# Bereiche in Vektrografik bearbeiten.



## ossywest (20. Oktober 2012)

Hallo zusammen,

vielleicht könnt ihr mit helfen, ich habe ein Bild Konturzeichnung in CorelDRAW X4 in eine Vektorgrafik umgewandelt. Und möchte jetzt einzelne Flachen einfärben. Wenn ich auf das entstandene Bild klicke, markieren sich alle Linien mit vielen Markierungspunkten. Ich kann aber nicht ein bestimmten Bereich aussuchen. Z.B. wenn es ein Auto ist, nur die Motorhaube einzufärben. Könnt ihr mir sagen wie ich das machen kann?

Danke für eure Hilfe.

MfG ossywest


----------



## Jan-Frederik Stieler (21. Oktober 2012)

Hallo,
das hängt davon ab wie du den das Bild nachgezeichnet hast.
Um einzelne Bereiche deiner tech. Zeichnung einzufärben müssen diese auch als einzelne Form vorliegen.
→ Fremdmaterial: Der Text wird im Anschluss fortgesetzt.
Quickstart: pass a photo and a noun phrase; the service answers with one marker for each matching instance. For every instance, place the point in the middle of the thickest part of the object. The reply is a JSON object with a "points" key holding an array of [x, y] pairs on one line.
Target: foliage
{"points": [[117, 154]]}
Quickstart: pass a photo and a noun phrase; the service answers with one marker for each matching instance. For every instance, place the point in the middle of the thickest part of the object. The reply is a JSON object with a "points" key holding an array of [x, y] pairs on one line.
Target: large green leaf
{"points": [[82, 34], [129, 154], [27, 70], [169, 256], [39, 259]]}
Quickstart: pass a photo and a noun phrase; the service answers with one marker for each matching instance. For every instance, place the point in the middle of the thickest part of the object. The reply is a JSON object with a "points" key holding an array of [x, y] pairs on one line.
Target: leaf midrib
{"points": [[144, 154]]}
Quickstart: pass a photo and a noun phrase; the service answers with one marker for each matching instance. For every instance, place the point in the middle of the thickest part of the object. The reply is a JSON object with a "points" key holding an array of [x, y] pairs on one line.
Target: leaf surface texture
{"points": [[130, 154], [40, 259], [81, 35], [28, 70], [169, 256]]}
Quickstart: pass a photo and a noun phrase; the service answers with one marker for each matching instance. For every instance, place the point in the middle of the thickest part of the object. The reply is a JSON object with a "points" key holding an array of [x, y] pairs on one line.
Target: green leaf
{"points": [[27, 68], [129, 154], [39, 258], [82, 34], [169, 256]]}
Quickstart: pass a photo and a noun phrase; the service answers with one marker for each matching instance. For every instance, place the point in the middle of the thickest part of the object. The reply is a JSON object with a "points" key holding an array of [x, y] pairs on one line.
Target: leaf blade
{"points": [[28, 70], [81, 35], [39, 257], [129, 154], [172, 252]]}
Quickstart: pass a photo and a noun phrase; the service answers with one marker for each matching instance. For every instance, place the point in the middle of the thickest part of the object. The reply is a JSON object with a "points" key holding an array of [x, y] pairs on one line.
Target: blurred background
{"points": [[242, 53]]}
Heißt wenn du einen Pfad hast der das gesamte Auto umschließt musst du erst nochmals eine Form für die Motorhaube erstellen.
Ansonsten zeig uns doch mal deine Datei oder ein Bild davon damit wir hier eher wissen wie deine Ausgangslage ist?

Viele Grüße


----------



## ossywest (21. Oktober 2012)

Hallo zusammen,

hier das Ausgangsbild !
Vielleicht könnt ihr mir an diesem Bild genau Zeigen wie ich es machen kann.

Danke !


----------



## Jan-Frederik Stieler (22. Oktober 2012)

Hallo,
könntest du mir noch sagen wie du die Vektorgrafik aufgebaut hast?
Also wie hängen die Pfade zusammen?
Oder eine andere Frage, falls du dir die Vorlage gekauft hast, ist diese von CCVision?

Viele Grüße


----------



## smileyml (22. Oktober 2012)

ossywest hat gesagt.:


> … ein Bild Konturzeichnung in CorelDRAW X4 in eine Vektorgrafik umgewandelt…



Für mich klingt das klar nach einer Gruppierungen, die bei Live-Trace Abbildungen durchaus üblich sind.
Ich würde entsprechend die Gruppierungen alle aufheben. Dann solltest du auch alles separat anklicken können.
Ich vermute aber, das es keine Konturen gibt, sondern das alles Flächen sind.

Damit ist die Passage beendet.